27 Jun 2018 CHRONIQUE DE MOGADOR : LE CŒUR DU PARADIS
Posted by Author Ami Bouganim
A l’intention de :
S. E. Monsieur le Conseiller de Sa Majesté,
Monsieur le Gouverneur de la Région d’Essaouira,
Monsieur le Maire,
Monsieur le Recteur de l’Université conviviale de Haha et de Chiadma,
 
J’ai l’honneur, par la présente, de vous soumettre un projet susceptible d’attirer des visiteurs de bonne nature à Essaouira et d’améliorer la qualité de vie de ses habitants. Je sais qu’il est un peu mégalomane mais il réclame si peu de ressources qu’il me paraît réalisable. Vous n’êtes pas sans savoir qu’Essaouira présente toutes les conditions requises pour accueillir… le paradis.

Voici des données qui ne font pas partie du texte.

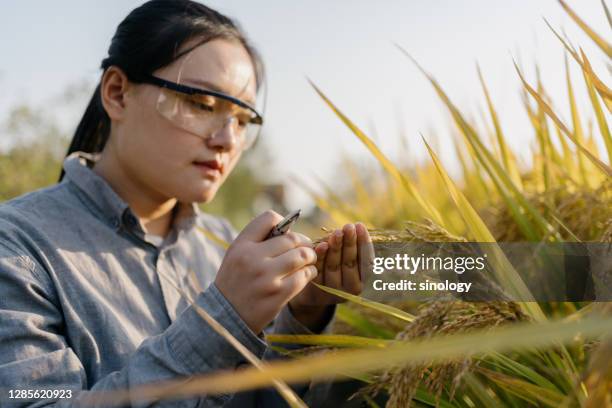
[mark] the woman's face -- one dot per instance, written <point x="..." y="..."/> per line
<point x="161" y="156"/>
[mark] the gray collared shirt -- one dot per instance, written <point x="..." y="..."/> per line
<point x="88" y="301"/>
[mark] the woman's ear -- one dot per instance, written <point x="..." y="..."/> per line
<point x="113" y="91"/>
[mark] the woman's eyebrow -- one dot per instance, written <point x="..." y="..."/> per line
<point x="212" y="87"/>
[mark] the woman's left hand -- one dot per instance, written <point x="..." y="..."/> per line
<point x="342" y="262"/>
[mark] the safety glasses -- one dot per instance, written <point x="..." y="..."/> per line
<point x="204" y="112"/>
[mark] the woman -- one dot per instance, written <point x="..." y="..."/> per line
<point x="93" y="270"/>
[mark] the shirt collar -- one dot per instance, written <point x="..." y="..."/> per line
<point x="78" y="169"/>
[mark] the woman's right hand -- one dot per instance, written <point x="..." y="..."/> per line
<point x="259" y="277"/>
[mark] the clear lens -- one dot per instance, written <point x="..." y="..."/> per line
<point x="204" y="115"/>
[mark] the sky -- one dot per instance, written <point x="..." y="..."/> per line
<point x="347" y="48"/>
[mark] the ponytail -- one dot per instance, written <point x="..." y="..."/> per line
<point x="92" y="132"/>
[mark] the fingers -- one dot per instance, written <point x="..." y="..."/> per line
<point x="283" y="243"/>
<point x="365" y="250"/>
<point x="260" y="226"/>
<point x="293" y="260"/>
<point x="333" y="259"/>
<point x="321" y="251"/>
<point x="351" y="280"/>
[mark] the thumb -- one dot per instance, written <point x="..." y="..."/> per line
<point x="260" y="226"/>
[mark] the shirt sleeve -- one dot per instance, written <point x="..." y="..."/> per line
<point x="35" y="354"/>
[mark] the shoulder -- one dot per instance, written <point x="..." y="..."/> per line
<point x="25" y="218"/>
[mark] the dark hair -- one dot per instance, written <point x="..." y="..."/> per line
<point x="147" y="39"/>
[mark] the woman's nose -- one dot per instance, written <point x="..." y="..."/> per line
<point x="224" y="138"/>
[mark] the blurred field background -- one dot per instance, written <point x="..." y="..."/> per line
<point x="49" y="70"/>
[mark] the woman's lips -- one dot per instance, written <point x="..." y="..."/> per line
<point x="210" y="168"/>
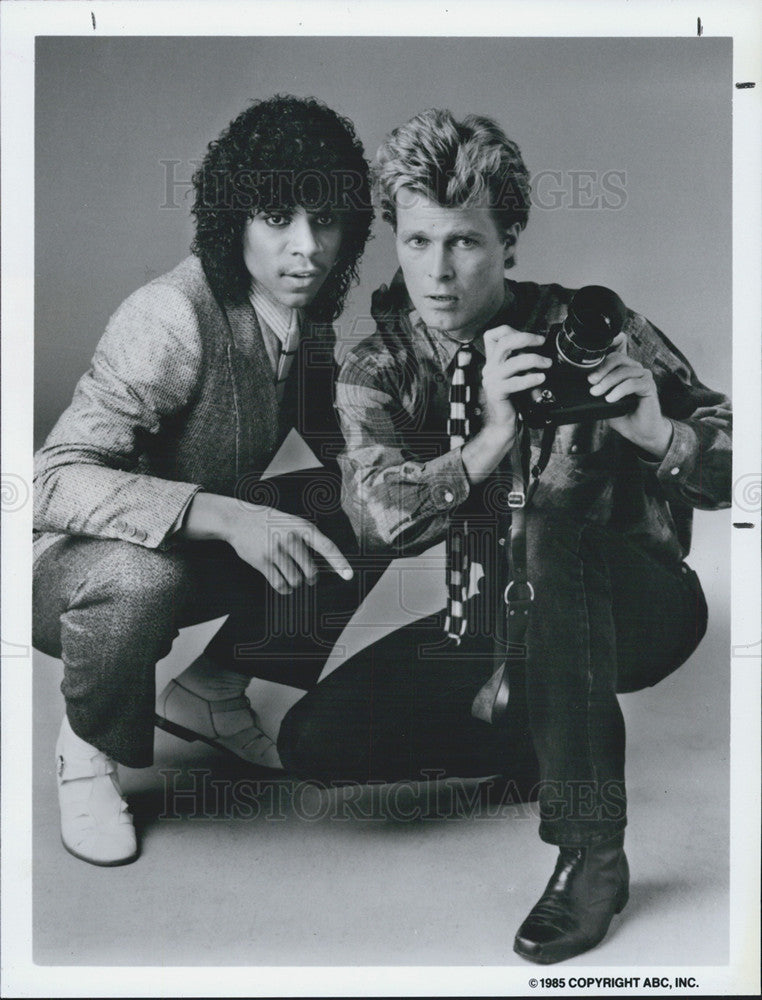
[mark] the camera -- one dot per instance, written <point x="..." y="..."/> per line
<point x="577" y="347"/>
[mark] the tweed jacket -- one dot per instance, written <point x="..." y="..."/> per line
<point x="179" y="397"/>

Elle a, comme vous l’expérimentez quotidiennement, un climat paradisiaque. Ses vents présentent l’insigne mérite de l’aérer régulièrement et d’en chasser les remugles. Elle est perpétuellement bercée par l’océan dont elle reçoit ses rosées et ses embruns. Les oiseaux ont leur royaume sur l’île qui s’étend au large et ils ne se risquent sur la presqu’île que pour la débarrasser de ses déchets et saluer les araucarias qu’on dit de noble extraction. Essaouira est la capitale mondiale de l’argan, de l’arar et de l’art. Elle n’a pas de cheminées et n’en aura pas de sitôt. Elle propose des menus relevés de toutes sortes d’épices qui immunisent contre la contrariété, l’anxiété et la neurasthénie. Sa pharmacopée est si riche qu’elle n’a besoin ni de médecins ni de charlatans. Les démons conférant encore les meilleurs de ses charmes à cette ville hantée entre toutes, même ses exorcistes patentés ont dû se reconvertir dans la musique.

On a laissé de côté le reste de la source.